Last week I received an email from a friend from the Netherlands who was kind enough to forward to me this week’s poem, “The Wreck of the Golfer.” The poem was written by Andrew Barton “Banjo” Paterson (1864 – 1941), a famous Australian poet, journalist and author. One of Paterson’s most famous poems is “Waltzing Matilda,” which was set to music and became one of Australian’s most famous songs. Paterson’s image appeared on an Australian postage stamp in 1981 and today graces Australia’s 10 dollar note.
Without some background, “The Wreck of the Golfer” makes strange reading. But once it is understand that the poem is a parody of Henry Wadsworth Longfellow’s poem, “The Wreck of the Hesperus,” (1842) then at least we can understand its structure and ending. Longfellow’s poem begins,
It was the schooner Hesperus,
That sailed the wintery sea;
And the skipper had taken his little daughter,
To bear him company.
You can read the entire poem at http://en.wikisource.org/wiki/The_Wreck_of_the_Hesperus. Paterson’s poem is as follows:
The Wreck of the GolferIt was the Bondi golfing man Drove off from the golf house tee, And he had taken his little daughter To bear him company. "Oh, Father, why do you swing the club And flourish it such a lot?" "You watch it fly o'er the fences high!" And he tried with a brassey shot. "Oh, Father, why did you hit the fence Just there where the brambles twine?" And the father he answered never a word, But he got on the green in nine. "Oh, Father, hark from behind those trees, What dismal yells arrive!" "'Tis a man I ween on the second green, And I've landed him with my drive." "Oh, Father, why does the poor Chinee Fall down on his knees and cry?" "He taketh me for his Excellency, And he thinks once hit twice shy." So on they fared to the waterhole, And he drove with a lot of dash, But his balls full soon in the dread lagoon Fell down with a woeful splash. "Oh, Father, why do you beat the sand Till it flies like the carded wool?" And the father he answered never a word, For his heart was much too full. "Oh, Father, why are they shouting 'fore' And screaming so lustily?" But the father he answered never a word, A pallid corpse was he. For a well-swung drive on the back of his head Had landed and laid him low. Lord save us all from a fate like this When next to the links we go.
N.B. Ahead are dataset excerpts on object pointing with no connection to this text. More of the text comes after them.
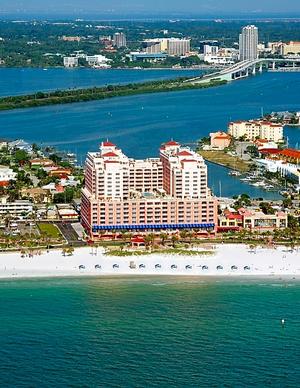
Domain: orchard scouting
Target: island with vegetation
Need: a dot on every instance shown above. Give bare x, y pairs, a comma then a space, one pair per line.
99, 93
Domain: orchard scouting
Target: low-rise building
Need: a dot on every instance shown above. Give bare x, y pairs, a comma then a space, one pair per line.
286, 162
67, 212
136, 56
257, 220
70, 61
98, 61
262, 144
41, 163
230, 221
251, 219
6, 175
219, 140
256, 129
37, 194
15, 208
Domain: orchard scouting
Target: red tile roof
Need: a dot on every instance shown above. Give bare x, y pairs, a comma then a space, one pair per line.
184, 153
109, 154
188, 160
171, 143
108, 144
269, 151
290, 153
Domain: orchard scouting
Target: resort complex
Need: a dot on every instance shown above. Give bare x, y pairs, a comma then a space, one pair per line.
165, 193
256, 129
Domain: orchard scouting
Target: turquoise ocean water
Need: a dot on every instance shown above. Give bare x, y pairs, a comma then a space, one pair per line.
139, 124
149, 332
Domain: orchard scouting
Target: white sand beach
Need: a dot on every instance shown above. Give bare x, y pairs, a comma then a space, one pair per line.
227, 260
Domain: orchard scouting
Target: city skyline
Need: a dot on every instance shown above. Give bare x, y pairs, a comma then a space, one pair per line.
155, 7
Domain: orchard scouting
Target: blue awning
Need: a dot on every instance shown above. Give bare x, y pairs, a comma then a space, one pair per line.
96, 228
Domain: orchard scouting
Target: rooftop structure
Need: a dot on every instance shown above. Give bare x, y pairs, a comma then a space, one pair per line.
6, 175
256, 129
170, 46
119, 40
169, 192
70, 61
219, 140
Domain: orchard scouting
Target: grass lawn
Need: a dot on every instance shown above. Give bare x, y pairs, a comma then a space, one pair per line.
51, 230
222, 158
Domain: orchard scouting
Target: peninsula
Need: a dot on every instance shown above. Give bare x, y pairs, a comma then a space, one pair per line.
99, 93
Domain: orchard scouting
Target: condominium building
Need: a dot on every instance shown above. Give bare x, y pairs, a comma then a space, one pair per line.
290, 48
165, 193
15, 208
6, 175
170, 46
178, 47
256, 129
219, 140
248, 42
70, 61
119, 40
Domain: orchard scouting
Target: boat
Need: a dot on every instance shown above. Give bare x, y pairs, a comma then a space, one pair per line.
234, 173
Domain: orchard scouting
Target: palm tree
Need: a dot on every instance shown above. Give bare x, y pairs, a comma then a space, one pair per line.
183, 234
70, 251
163, 237
149, 239
174, 239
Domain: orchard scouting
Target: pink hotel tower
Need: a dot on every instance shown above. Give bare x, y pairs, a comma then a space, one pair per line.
165, 193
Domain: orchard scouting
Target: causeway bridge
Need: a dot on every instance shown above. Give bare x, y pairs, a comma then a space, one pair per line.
244, 69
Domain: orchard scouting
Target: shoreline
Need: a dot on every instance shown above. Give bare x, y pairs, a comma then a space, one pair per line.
227, 261
82, 95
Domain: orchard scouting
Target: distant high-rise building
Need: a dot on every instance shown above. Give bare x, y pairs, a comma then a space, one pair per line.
248, 43
177, 47
119, 40
170, 46
165, 193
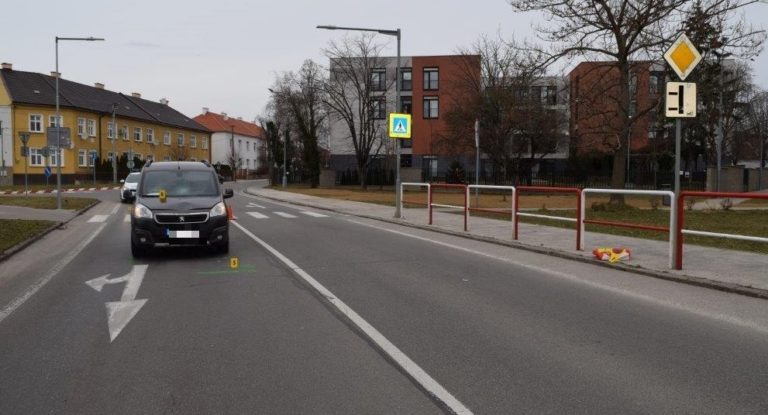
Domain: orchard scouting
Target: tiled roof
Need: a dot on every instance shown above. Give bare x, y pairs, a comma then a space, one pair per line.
220, 123
38, 89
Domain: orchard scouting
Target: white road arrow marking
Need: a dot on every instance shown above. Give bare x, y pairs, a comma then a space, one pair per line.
120, 313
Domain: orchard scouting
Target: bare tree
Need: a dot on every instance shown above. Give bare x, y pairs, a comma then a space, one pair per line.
351, 98
617, 32
301, 96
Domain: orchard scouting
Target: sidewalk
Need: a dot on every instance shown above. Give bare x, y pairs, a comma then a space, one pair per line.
733, 271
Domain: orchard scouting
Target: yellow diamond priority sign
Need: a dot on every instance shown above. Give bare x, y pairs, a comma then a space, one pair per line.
399, 125
682, 56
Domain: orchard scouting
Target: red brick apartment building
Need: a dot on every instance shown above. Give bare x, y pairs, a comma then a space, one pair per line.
428, 93
595, 111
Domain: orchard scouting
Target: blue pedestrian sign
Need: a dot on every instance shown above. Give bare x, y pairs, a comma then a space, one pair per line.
399, 125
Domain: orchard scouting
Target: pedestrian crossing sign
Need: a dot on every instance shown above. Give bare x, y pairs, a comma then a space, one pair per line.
399, 125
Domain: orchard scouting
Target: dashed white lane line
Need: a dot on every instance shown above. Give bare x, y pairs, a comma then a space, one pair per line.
98, 218
406, 364
314, 214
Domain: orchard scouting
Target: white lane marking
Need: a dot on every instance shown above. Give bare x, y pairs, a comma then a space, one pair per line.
34, 288
752, 325
120, 313
314, 214
406, 364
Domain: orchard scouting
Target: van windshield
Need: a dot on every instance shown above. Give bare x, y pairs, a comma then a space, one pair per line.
178, 183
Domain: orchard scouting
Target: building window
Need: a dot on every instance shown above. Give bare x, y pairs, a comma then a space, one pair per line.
52, 120
35, 157
35, 123
406, 105
379, 79
406, 80
82, 158
550, 97
431, 107
378, 108
54, 156
430, 79
91, 128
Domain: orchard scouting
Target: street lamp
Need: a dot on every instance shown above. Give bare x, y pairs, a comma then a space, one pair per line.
58, 116
396, 33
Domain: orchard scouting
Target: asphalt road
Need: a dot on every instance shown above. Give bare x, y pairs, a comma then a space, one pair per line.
334, 314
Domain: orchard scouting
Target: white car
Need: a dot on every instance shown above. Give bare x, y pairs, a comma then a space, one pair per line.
128, 189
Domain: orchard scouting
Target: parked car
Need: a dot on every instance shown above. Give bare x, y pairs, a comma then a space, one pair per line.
179, 203
128, 188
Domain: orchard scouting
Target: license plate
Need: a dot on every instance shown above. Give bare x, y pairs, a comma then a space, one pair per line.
183, 234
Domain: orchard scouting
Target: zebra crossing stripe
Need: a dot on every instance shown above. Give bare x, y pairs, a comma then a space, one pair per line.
314, 214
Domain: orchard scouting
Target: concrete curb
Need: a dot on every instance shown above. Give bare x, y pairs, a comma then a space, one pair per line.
34, 238
686, 279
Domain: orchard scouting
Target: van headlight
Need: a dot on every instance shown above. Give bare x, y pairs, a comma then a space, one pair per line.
141, 211
219, 210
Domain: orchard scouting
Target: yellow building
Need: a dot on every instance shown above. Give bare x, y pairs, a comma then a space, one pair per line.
145, 129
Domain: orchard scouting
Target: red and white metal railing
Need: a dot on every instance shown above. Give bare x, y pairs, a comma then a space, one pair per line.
710, 195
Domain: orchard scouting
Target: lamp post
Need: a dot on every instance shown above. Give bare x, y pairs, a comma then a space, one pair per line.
114, 138
59, 153
396, 33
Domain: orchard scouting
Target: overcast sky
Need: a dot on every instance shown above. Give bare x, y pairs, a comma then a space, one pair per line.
224, 54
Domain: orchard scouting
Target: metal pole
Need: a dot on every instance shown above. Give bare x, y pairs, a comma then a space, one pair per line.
397, 140
114, 138
477, 162
285, 160
678, 134
58, 133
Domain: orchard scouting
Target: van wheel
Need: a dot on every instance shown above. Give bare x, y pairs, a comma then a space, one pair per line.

The Sydney Mail, 4 September 1897
As a reference point, the first golf club in Australia, the Australian Golf Club in Sydney, was established in 1882. However, Paterson’s relationship to golf has yet to be determined. I have written to a researcher in Australia and if she turns up something I will pass it on. Any comments regarding Paterson’s links to golf would be appreciated.
In the mean time, we have our first historic golf poem from Australia.